The abolitionist movement is wholly consistent with the theories posited by Frantz Fanon, the psychiatrist, revolutionary and writer from the French colony of Martinique, who wrote that white settler colonialism is expressed mainly through primitive violence, but that the European settlers’ narcissistic self-image leaves them largely incapable of seeing themselves as they are, or acknowledging the violence that is their stock-in-trade. University of California-Irvine Professor of African American Studies, Frank Wilderson, takes Fanon a step further, asserting that attacks on blacks provide comfort not only to whites but all other ethnic and racial groups as well, serving as a mile marker of identity, status, and privilege in such a stratified society.
“What we’re seeing is that the world secures its rights and privileges through this ritualistic violence against black people,” Wilderson told me in an interview last year. “It is through our reproduction of the idea of a slave that we come to understand freedom. Violence against black people is absolutely necessary to build a sense of community and assure the psychic health of everybody else.”

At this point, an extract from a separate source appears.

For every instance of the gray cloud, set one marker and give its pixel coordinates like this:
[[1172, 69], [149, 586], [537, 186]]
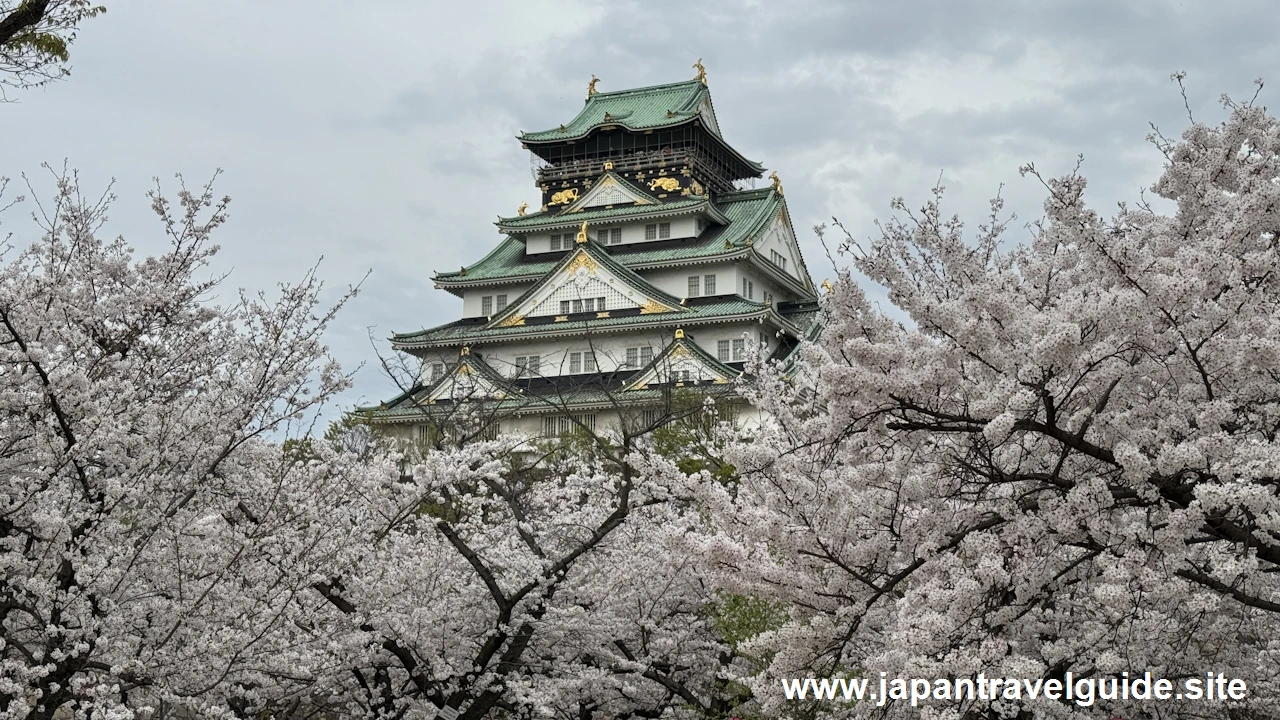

Known as Afro-pessimism, Wilderson’s theory has spread like wildfire in recent years, especially among the generation of blacks who’ve come of age in an era when the desecration of the black body is broadcast and normalized on social media channels such as YouTube, Facebook Live and Instagram. Wilderson travels the world explaining Afro-pessimism and the ideology has begun to inform college debate competitions, film studies, and hip-hop.
Wilderson says this is because all other theories of political economy are insufficient to explain the historical experience of blacks in the U.S.
“Marx assumes the essential oppressed unit in any society is the worker, and radical feminism posits that women suffer because they are, in fact, women,” Wilderson told me. “But Marxism and theories of feminist subjugation have an inadequate analysis of violence and are concerned chiefly with exploitation and alienation. Neither addresses the essential nature of black subjugation, which is murder.”
In impassioned testimony, community activists last month urged Sacramento City Council members to fire the police officers responsible for Stephon Clark’s death. One protester Jane Mantee pleaded with the board in language and a tone that seemed prophetic, transforming the public hearing into a kind of seance, summoning 400 years of murdered Africans to testify to the barbarism of a wretched land. .
“Y’all know what happened to Stephon Clark was wrong: morally wrong ethically wrong inhumane. That was someone’s child, he was a human, he was a father. It was wrong and y’all know that. Each one of y’all know it was wrong. If it was your child, your friend, your people your kin who got shot like that in his granny’s backyard, the very least you’d want is for the folks who did it to no longer have a badge or a gun to do it again.”